Когда Ковчегов перелезал через плетень, Иван взял его за локоть и повернул к себе. Он знал, соседа можно соплей перешибить, но в то же время ему хотелось сказать такие слова испорченной душонке чёрного мужичка, чтобы та заныла от обиды:

– Сеня, смотри у меня, я тебя не стращаю, но ты должен понять, что жить надо по-людски, понял меня? Я на тебя работать не буду, как и ты на меня, так что давай будем жить по-соседски, друг ситный! Придёшь завтра днём, не будем калякать ночью, я тебе дам три мешка, только приди по-человечески. Понял?

Ковчегов молчал, всем своим нутром явственно ощущая, что слова на партячейке о классовой сути бедных и богатых имеют сейчас буквально материальное значение. Он на самом деле мечтал заквасить самогонку, выгнать первача и вдоволь намечтаться о будущем коммунизме для всех бедных людей на земле.

Ковчегов ничего не ответил, а лишь поглядел на Кобыло, отдёрнул руку и пошёл, неслышно ступая по земле. Он не чувствовал своей неправоты; наоборот, в нём злость соседствовала с ненавистью к этому соседу, который пытается ему со старорежимных позиций преподать урок морали. С нескрываемой радостью он хотел бы увидеть, как горит дом Кобыло, как пылает огромная скирда сена и как ревут, задыхаясь в огне и дыме, его лошади.

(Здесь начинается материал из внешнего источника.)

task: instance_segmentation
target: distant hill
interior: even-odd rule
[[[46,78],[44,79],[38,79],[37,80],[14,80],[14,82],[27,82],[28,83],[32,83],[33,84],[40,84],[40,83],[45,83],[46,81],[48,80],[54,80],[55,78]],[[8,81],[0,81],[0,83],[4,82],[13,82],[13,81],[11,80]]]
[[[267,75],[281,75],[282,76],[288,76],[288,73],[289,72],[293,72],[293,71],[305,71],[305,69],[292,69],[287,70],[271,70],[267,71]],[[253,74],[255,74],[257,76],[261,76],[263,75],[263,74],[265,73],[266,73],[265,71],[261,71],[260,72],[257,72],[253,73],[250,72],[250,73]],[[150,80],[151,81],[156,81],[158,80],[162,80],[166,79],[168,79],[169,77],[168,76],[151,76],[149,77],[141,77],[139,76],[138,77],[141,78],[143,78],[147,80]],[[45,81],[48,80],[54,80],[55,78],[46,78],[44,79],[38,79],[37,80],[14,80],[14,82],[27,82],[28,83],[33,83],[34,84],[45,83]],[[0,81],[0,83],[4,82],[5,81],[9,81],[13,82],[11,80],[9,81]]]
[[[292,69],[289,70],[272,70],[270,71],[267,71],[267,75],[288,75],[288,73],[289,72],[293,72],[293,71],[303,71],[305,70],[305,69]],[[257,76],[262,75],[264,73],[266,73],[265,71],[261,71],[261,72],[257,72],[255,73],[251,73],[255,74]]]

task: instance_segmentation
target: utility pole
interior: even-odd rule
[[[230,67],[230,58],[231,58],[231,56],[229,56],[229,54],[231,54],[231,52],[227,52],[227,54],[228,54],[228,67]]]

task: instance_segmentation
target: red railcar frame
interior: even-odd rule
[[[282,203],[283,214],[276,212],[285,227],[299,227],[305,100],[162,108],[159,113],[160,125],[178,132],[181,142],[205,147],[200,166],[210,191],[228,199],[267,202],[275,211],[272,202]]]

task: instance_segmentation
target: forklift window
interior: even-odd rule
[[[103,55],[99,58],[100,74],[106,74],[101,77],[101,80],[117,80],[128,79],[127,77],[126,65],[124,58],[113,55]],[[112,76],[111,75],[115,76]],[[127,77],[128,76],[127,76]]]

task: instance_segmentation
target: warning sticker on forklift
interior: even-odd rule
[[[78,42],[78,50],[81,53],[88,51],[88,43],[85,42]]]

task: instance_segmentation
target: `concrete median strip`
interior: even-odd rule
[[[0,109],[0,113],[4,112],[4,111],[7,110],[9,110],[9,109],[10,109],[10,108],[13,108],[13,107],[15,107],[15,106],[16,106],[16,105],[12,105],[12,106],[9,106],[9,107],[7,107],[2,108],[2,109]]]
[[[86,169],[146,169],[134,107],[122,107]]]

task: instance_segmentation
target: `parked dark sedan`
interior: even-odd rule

Это всё пронеслось в разгорячённом мозгу Ковчегова, рождая в нём адские планы, соответствующие его новым принципам и ощущению полной своей правоты. Он даже подумал, что сейчас чувствует в самом себе больше сил, чем до случая с пшеницей. В то же время Ковчегов понял хрупкость и незащищённость той чужой жизни, идущей параллельным курсом, и вот эта незащищённость рождала в нём адский соблазн поднести спичку к скирде сена и со стороны понаблюдать за происходящим во дворе, полном живности, пшеницы и всякого добра.

Необъяснимую тревогу ощущал и Кобыло, провожая взглядом ссутулившегося Ковчегова. Он неожиданно распознал в этом забитом, вечно занятом самогоноварением и употреблением зелья человеке некую скрытую угрозу своему благополучию. Иван почувствовал, что весь его мир, многолетний труд может, оказывается, сгореть в одно мгновенье. Уязвимость свою, несмотря на могучую силу в руках, труд по двадцать часов в сутки, любовь к детям и жене, – ничто не имело цены для таких людишек, как Ковчегов.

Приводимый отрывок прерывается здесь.